Thaifah yang akan mendapatkan pertolongan inilah thaifah yang disebut oleh Rasulullah r dalam sabdanya,
لاَ تَزَالُ طَائِفَةٌ مِنْ
أُمَّتِيْ ظَاهِرَةً عَلَى الْحَقِّ لاَ يَضُرُّهُمْ مَنْ خَذَلَهُمْ حَتَّى
يَأْتِيَ أَمْرُ اللهِ وَهُمْ كَذَلِكَ
Akan senantiasa ada satu
thaifah dari umatku yang berdiri kukuh di atas kebenaran. Orang-orang yang
menghinakan mereka tidaklah mendatangkan mudlarat bagi mereka. Sampai tiba
keputusan Allah, mereka tetap dalam keadaan itu.[1]
Dalam memenangkan pertempuran melawan musuh, thaifah yang berdiri kukuh di atas
kebenaran ini tidak pernah mendapatkan kemenangan itu dikarenakan jumlah mereka
yang banyak. Sebaliknya, jumlah mereka selalu sedikit. Dan sepanjang zaman, ahlul-iman dapat mengalahkan musuh-musuh
mereka bukan dengan jumlah dan bekal logistik mereka, tetapi mereka dapat
memenangkannya dengan berbekalkan dien ini. Dien yang dengannya Allah
memuliakan mereka, seperti yang dikatakan oleh ‘Abdullah bin Rawahah dalam
perang Mu’tah.
وَمَا نُقَاتِلُ النَّاسَ
بِعَدَدٍ وَلاَ قُوَّةٍ وَلاَ كَثْرَةٍ مَا نُقَاتِلُهُمْ إِلاَّ بِهَذَا
الدِّيْنِ الَّذِيْ أَكْرَمَنَا اللهُ بِهِ
Kita tidak memerangi
manusia dengan bilangan, kekuatan, dan jumlah kita. Kita hanya memerangi mereka
karena dien ini. Dien yang Allah memuliakan kita dengannya.[2]

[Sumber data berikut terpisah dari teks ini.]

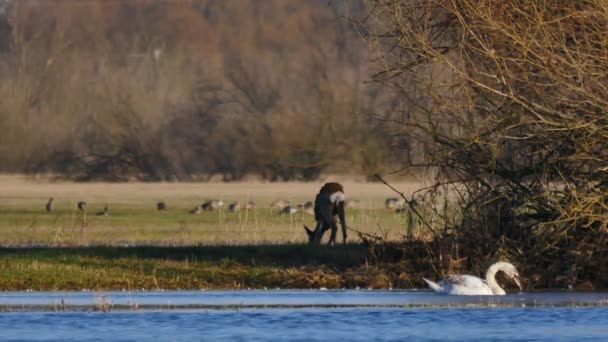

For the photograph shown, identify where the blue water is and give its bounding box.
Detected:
[0,291,608,341]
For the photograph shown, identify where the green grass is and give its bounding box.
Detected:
[0,244,422,290]
[0,204,405,246]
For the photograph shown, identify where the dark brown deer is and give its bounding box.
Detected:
[304,183,346,245]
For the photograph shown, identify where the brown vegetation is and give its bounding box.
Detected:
[0,0,402,180]
[360,0,608,287]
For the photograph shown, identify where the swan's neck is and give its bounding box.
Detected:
[486,264,505,295]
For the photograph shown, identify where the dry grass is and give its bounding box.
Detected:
[0,175,430,246]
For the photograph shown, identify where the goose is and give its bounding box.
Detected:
[228,201,241,212]
[280,205,298,215]
[95,205,110,216]
[384,197,405,209]
[201,200,224,211]
[76,201,87,212]
[422,261,521,296]
[270,199,291,210]
[46,197,55,213]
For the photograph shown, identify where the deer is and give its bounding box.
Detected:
[304,183,347,245]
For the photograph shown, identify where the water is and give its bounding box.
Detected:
[0,290,608,341]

Bahkan, jika anda memperhatikan semua kancah
peperangan antara kaum muslimin dengan musuh-musuh mereka Anda akan mendapati
selalunya jumlah dan perbekalan kaum muslimin jauh lebih sedikit dibandingkan
jumlah dan perbekalan musuh. Kebenaran ada pada Abu Bakar ash-Shiddiq. Beliau
menulis surat kepada panglima perangnya, ‘Amru bin ’Ash. Bunyinya, “Semoga
keselamatan senantiasa dilimpahkan kepadamu! Suratmu yang mengabarkan bahwa
Romawi telah mengumpulkan pasukannya yang jumlahnya sangat banyak telah sampai.
Sesungguhnya Allah tidak memberikan kemenangan kepada kita kala bersama
Nabi-Nya saw dengan banyaknya
perbekalan dan jumlah pasukan. Dahulu, kita pernah berperang bersama Rasulullah saw sedangkan yang kita
miliki hanyalah dua ekor kuda. Adapun kita sendiri, waktu itu hanya berjalan di
belakang onta. Dalam perang Uhud yang disertai Rasulullah saw pun kami hanya membawa seekor kuda yang
ditunggangi oleh beliau saw. Meski demikian, Allah tetap memenangkan dan menolong kita atas
orang-orang yang menyelisihi kita. Juga, ketahuilah bahwa manusia yang paling
taat kepada Allah adalah orang yang paling benci kepada kemaksiatan. Maka,
taatilah Allah dan perintahkan sahabat-sahabatmu untuk mentaatinya!”[3]
Sungguh sunnatullah
itu tidak berlaku bagi orang-orang tertentu saja. Baik untuk kemenangan atau
pun kekalahan, keduanya ada sebabnya. Barangsiapa diberi taufiq oleh Allah
berupa sebab-sebab kemenangan, niscaya Allah akan memenangkannya. Begitu pun
sebaliknya, barangsiapa tidak diberi taufiq oleh Allah hendaknya ia tidak
mencela selain mencela dirinya sendiri.
لَيْسَ بِأَمَانِيِّكُمْ وَلاَ
أَمَانِيِّ أَهْلِ الْكِتَابِ مَنْ يَعْمَلْ سُوْءًا يُجْزَ بِهِ
(Pahala
dari Allah) itu bukanlah menurut angan-anganmu yang kosong dan tidak (pula)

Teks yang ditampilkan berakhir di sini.